Okay actually I'm not sure if this is the right catergory, I am just genuinly interested in other peoples views and not trying to start a war of words
I have spent years of my life living abroad in several different countries (Japan, Thailand & Brazil) and among other things love the rich cultural aspect & identity of these countries, there is a real sense of pride (not in a BNP way!!!) in their country & culture. I personally don't see as much of this in England, except for when the world cup is on. My husband is Brazilian/Japanese and when teaching our children about their cultural background he has so much to teach them and pride to instill in them and I always seem to have less. I saw a comment on mumsnet the other day saying ' England doesn't have an 'English culture', we a multi-cultural society', what do you think? Can I just add that Brazil is a complete mix racially, far more so than the UK. Am interested to hear your views!

Wintersnow Sun 07-Nov-10 10:49:13

I think I've duplictaed this thread! Can I just add that my husband has a Brazilian flag up in our house, but if I did this people would think I was a BNP supporter!

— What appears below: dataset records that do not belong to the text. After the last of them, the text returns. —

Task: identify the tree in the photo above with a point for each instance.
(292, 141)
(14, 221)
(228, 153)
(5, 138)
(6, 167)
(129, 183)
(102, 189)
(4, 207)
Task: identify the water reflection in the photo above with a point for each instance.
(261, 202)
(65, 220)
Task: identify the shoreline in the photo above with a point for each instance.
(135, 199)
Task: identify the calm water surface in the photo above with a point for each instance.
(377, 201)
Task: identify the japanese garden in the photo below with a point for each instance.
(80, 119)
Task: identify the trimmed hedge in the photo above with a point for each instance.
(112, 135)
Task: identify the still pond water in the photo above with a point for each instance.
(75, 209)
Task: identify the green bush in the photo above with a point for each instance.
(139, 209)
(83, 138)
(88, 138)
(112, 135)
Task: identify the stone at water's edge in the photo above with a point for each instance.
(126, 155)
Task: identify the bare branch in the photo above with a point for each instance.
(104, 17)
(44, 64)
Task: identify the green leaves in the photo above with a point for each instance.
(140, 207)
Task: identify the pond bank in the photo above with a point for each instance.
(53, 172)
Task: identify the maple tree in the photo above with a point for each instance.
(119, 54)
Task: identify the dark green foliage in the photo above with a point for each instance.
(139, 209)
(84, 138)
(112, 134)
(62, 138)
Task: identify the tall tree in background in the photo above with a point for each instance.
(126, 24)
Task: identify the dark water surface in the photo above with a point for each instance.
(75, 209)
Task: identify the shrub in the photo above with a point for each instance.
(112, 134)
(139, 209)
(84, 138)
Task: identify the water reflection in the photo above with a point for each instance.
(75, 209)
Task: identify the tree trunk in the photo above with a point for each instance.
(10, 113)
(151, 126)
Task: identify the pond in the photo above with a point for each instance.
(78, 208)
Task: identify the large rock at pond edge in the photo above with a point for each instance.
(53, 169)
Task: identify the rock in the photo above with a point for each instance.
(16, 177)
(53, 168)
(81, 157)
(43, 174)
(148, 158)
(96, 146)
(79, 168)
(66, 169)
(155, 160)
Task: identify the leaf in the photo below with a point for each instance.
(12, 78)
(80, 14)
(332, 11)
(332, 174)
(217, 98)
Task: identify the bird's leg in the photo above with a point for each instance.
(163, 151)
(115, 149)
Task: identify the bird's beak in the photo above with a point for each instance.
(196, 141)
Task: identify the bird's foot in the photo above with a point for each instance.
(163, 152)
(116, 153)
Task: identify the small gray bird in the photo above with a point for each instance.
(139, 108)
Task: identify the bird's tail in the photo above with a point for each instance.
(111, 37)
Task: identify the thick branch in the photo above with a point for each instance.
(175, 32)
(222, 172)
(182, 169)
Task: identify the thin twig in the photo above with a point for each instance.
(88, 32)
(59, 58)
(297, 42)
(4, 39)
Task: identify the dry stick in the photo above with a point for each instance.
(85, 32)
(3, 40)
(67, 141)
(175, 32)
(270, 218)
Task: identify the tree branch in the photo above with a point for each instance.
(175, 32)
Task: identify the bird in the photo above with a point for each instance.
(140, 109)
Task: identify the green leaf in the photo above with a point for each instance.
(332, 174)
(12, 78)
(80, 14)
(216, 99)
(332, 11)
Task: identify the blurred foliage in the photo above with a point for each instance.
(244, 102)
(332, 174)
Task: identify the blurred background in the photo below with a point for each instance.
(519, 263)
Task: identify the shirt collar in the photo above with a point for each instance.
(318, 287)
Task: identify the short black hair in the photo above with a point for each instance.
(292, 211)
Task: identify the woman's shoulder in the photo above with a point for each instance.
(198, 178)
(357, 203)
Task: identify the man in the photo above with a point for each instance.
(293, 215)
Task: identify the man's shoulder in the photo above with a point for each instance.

Wintersnow Sun 07-Nov-10 11:00:02

Anybody therehmm?

EricNorthmansMistress Sun 07-Nov-10 11:07:33

Yes it does. Religious freedom, freedom of expression, freedom of speech, all pretty basic elements of British culture that you will not find in many other places across the world. We have history and traditions (bonfire night?) which are as deep rooted as any other culture's. We do not have a particular shared religion really, but I don't think that's a bad thing.

You can be proud to be british without being jingoistic about it, and for me, pride in my country has bugger all to do with the flag, which is why it would never occur to me to display the union or english flag.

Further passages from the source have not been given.